I know its a faux pas in the Java world to acknowledge the existence of .NET, but how does this differ from .NET structs?
Value types, generic specialization, boxing - a quick skim makes it looks like they picked the same choices.
The article has a section about that.
For me, a struct in C/C# can be modified and is passed by copy while a value class can not be modified and is passed by value.
I do not think you can do stack allocation in Java.
Functionally they don't - java is just catching up with (by now) ancient practice.
The false dichotomy of
> A struct in C# has identity and mutation, so the semantics of copying on assignment or passing have to be precisely defined, which gives a heavier model for the programmer and less freedom for the runtime.

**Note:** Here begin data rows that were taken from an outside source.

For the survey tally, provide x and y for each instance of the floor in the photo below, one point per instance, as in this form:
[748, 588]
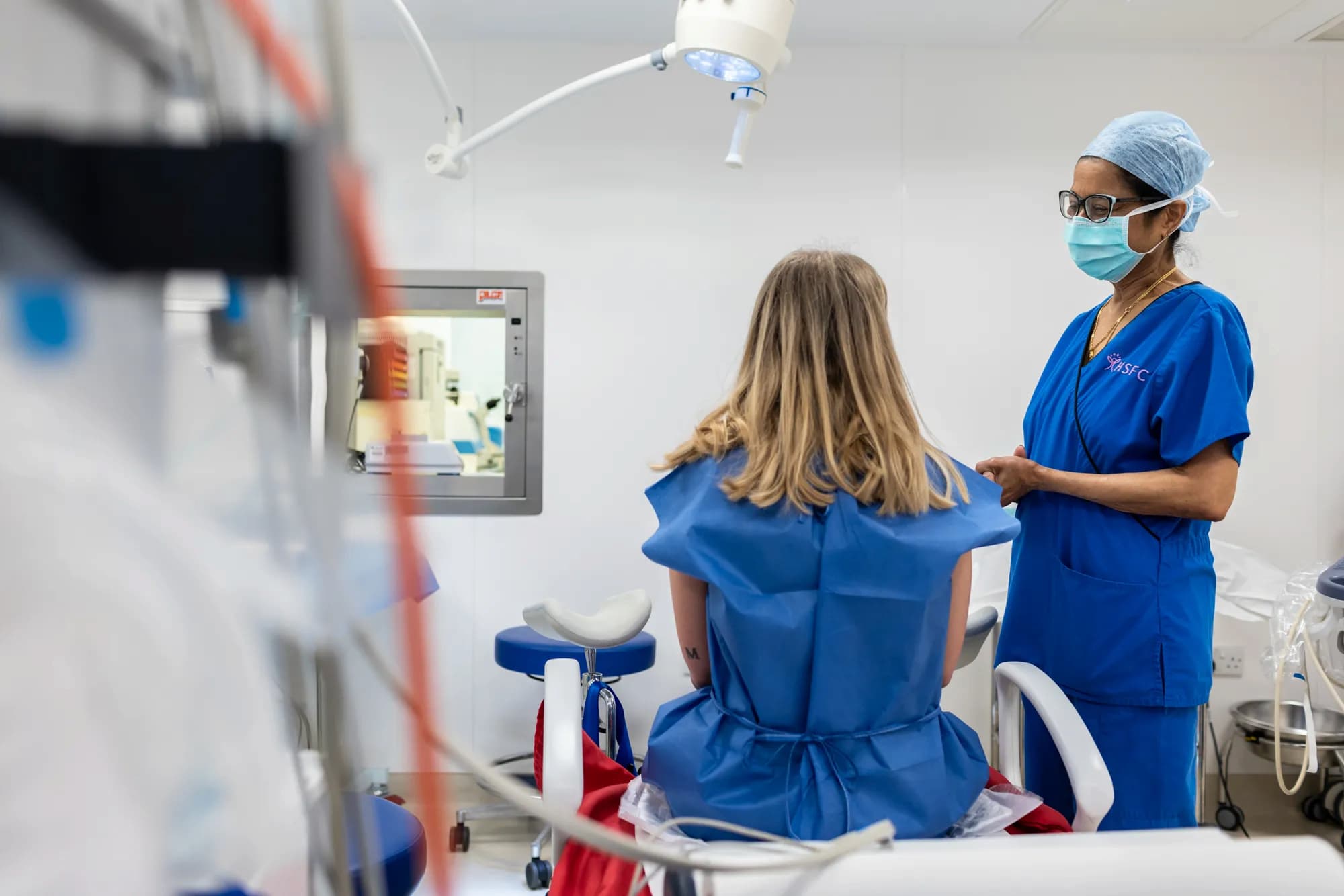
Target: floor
[499, 851]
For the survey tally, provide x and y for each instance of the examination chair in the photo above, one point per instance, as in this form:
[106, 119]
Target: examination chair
[1158, 863]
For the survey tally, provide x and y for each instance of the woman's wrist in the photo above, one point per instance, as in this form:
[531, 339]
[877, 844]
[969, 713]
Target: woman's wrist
[1045, 479]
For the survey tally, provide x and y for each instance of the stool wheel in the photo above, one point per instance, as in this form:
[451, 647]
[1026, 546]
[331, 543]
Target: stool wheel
[459, 839]
[1333, 803]
[1229, 817]
[538, 874]
[1315, 809]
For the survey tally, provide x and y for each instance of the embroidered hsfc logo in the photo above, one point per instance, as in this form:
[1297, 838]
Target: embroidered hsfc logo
[1116, 365]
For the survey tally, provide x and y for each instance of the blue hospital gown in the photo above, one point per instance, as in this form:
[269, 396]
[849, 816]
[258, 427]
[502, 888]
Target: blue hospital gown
[827, 637]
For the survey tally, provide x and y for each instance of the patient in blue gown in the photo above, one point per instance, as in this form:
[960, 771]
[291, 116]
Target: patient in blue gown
[819, 550]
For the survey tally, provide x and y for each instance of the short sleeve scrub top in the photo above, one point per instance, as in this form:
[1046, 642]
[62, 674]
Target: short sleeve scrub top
[1119, 609]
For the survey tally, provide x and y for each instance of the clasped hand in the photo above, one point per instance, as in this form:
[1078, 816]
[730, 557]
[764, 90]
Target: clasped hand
[1018, 475]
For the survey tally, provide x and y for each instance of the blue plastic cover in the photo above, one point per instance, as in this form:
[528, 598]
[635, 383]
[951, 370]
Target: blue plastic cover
[1331, 584]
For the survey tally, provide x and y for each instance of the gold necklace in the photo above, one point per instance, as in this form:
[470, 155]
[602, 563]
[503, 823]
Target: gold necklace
[1096, 345]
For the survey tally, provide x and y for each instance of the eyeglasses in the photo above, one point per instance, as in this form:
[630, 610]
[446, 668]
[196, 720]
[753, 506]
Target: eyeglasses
[1097, 209]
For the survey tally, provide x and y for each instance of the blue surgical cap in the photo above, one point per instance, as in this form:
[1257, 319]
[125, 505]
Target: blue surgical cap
[1161, 150]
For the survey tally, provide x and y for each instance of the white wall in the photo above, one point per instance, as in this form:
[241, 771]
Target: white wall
[941, 169]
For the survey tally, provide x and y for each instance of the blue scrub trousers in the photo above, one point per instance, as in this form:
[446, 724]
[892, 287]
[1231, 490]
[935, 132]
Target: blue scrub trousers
[1150, 752]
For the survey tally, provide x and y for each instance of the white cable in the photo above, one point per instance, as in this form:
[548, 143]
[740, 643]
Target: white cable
[413, 34]
[648, 61]
[1279, 698]
[595, 835]
[640, 881]
[1326, 678]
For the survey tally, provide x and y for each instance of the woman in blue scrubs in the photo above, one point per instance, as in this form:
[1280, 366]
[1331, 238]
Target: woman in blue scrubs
[1134, 443]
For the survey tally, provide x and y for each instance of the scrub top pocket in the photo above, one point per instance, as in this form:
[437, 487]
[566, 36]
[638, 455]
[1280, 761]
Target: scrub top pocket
[1109, 643]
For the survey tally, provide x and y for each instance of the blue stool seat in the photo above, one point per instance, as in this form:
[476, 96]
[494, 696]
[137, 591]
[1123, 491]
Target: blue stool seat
[521, 649]
[401, 843]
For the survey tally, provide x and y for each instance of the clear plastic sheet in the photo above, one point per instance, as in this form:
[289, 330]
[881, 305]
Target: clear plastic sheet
[646, 807]
[1299, 593]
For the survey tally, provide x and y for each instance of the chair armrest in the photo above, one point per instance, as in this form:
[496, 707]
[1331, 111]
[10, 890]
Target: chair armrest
[562, 742]
[1088, 776]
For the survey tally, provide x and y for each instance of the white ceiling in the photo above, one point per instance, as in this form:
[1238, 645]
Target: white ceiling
[882, 22]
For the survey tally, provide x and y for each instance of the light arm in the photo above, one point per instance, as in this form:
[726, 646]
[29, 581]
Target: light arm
[450, 161]
[452, 112]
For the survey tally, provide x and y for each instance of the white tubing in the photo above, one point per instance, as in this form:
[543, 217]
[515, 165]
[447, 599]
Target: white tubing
[413, 34]
[509, 124]
[595, 835]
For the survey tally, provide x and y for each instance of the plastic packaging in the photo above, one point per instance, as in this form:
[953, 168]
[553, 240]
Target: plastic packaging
[1299, 592]
[995, 811]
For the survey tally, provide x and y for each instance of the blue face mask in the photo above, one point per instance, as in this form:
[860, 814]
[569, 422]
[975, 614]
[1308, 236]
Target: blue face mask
[1103, 251]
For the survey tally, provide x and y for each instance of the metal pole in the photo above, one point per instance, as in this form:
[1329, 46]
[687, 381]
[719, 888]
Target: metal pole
[1200, 766]
[165, 62]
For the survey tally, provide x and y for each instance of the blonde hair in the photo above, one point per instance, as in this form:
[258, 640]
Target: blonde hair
[822, 402]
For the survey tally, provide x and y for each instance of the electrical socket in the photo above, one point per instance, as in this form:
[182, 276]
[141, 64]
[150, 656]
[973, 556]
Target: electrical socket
[1229, 663]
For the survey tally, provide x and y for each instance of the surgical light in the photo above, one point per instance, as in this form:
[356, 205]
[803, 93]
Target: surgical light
[724, 66]
[741, 42]
[734, 40]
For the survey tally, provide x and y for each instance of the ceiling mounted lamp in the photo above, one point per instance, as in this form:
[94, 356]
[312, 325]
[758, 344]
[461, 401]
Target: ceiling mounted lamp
[741, 42]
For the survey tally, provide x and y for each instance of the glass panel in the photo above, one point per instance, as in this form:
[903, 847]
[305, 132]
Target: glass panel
[447, 371]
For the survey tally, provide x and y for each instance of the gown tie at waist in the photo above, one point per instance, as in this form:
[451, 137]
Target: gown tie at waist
[818, 746]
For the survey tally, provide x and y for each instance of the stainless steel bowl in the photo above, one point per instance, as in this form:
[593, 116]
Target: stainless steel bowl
[1256, 719]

Doesn't really match with what they're describing. While yes, it will not have identity in a java class ref sense, it of course will still have identity in being a unique structure in memory at a certain address. This is just splitting hairs about Java nomenclature.
C# actually has a fair amount of gotchas and Java aims to make these explicit. So where C# mostly copied C from a low level perspeCtive, the Java guys approached this high level and analyzed in detail which constraints give you what kind of benefit.
So where in other languages, the struct/class taxonomy is binary, Java allows more granular control, reflection the semantics of the underlying domain. Snd as it turns out, structs have a wide range of footguns, especially in a parallel context.